Seizure-induced alteration of inflammatory response, cellular movement, and hematological system development and function gene network. The dataset was filtered on brain region (amygdala, hippocampus, piriform cortex, septum, or thalamus), and a two-way interaction ANOVA was used to identify the genes most significantly altered in each region based on exposure (saline or sarin) and time after seizure onset. The significant genes from each ANOVA (p-value ≤ 0.05) were compared using a Venn diagram, and the top 800 overlapping genes that mapped to canonical pathways in the IPA Knowledge Base were overlaid onto a global molecular network developed from information within the IPA Knowledge Base.

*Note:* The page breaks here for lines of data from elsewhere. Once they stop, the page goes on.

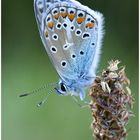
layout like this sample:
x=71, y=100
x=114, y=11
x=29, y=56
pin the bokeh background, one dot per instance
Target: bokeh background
x=26, y=66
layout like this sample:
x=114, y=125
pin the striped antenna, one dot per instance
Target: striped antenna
x=36, y=90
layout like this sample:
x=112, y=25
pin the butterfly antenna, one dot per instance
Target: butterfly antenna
x=34, y=91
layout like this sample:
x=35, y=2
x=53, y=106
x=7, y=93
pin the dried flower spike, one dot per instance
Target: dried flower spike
x=111, y=103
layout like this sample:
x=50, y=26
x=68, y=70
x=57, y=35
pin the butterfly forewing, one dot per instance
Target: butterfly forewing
x=70, y=35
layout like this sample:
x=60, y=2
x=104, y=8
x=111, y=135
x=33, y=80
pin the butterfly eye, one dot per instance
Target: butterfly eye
x=63, y=63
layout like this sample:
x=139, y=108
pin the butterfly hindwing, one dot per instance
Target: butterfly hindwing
x=70, y=33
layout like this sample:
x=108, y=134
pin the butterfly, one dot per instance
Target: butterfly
x=72, y=36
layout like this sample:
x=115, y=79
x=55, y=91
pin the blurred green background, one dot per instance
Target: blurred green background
x=26, y=66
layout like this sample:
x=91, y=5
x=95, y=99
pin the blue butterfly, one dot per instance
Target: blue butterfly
x=72, y=36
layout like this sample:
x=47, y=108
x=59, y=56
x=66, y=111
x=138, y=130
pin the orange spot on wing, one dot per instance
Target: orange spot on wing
x=71, y=16
x=91, y=25
x=80, y=20
x=63, y=14
x=46, y=34
x=50, y=24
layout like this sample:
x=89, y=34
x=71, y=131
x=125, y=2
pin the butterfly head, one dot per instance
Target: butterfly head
x=62, y=88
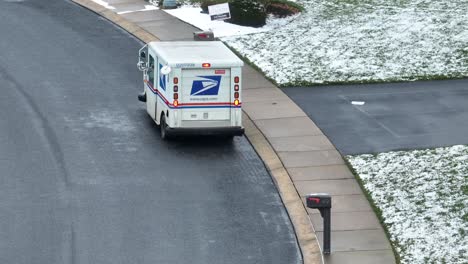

The networks were then algorithmically generated based on their connectivity. Genes are represented as nodes of various shapes to represent the functional class of the gene product, and the biological relationship between two nodes is represented as a line. The intensity of the node color indicates the degree of differential expression.

Figure 8

Seizure-induced alteration of cell-to-cell signalling/interaction, hematological system development/function, and immune cell trafficking gene network.

Figure 9

Seizure-induced alteration of cell morphology, cell death, and organismal survival gene network.

Figure 10

Seizure-induced alteration of cellular movement, inflammatory response, and cell-to-cell signalling/interaction gene network.

Figure 11

Seizure-induced alteration of lipid metabolism, small molecule biochemistry, and vitamin/mineral metabolism gene network.

Figure 12

Seizure-induced alteration of behavior, nervous system development/function, and cellular growth/proliferation gene network.